Whether to measure endocardial complexity or any other imaging feature of interest, all novel CMR fractal tests will invariably need to satisfy the usual STAndards for the Reporting of Diagnostic accuracy studies (STARD) [36]. To become useful clinical tools, they will need to pass the 15 developmental “check-points” [37]. Table 2 underscores how two efforts in this field are still some way off from clinical utility (e.g., the further developed of the two is at step 11—development of normal reference values).

Table 2 The 15 steps needed to turn a fractal tool in a clinically valid test (also considering STARD [39] criteria)

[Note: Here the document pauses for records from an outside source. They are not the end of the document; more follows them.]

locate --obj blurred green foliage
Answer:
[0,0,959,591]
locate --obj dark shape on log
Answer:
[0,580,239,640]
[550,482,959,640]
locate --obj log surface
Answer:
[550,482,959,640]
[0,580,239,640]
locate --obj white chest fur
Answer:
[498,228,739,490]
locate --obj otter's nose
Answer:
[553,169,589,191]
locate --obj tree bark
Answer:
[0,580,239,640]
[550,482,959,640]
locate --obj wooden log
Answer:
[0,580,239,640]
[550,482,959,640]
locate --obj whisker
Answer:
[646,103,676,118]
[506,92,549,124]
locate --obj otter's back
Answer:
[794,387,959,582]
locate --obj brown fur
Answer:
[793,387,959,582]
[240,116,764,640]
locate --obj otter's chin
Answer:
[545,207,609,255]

Nonetheless, on the broader frontier, there is reason for optimism with regard to developing useful CMR applications in the future. We think that potential, as yet untested applications could include such things as textural analysis to quantify scar in late gadolinium enhancement images; spatiotemporal analysis to track cardiac motion of cine objects; stochastic fractal models [38] to study nonperiodic fluctuations in physiological parameters in MR flow data; and fractal analysis in general to aid pattern recognition in pixel-wise parametric mapping.

Conclusions

Although the description of modern fractal analysis by Mandelbrot occurred more than 40 years ago and in spite of clinical practice bringing us face to face with multifarious fractal features daily, the CMR community is only beginning to evaluate potential applications of fractal analysis to cardiac imaging. This review reminds us of the accessibility of fractal mathematics and methods and aspires to attract more cardiac imagers to the library of efficient fractal analysis tools available, as well as invite them to innovate. A deeper fractal exploration of the human heart by CMR has the ability to teach us new facts relating to cardiac function, haemodynamics and tissue characterisation. With additional validation, software tools based on fractal analysis may ultimately prove to have clinical utility in the field of CMR.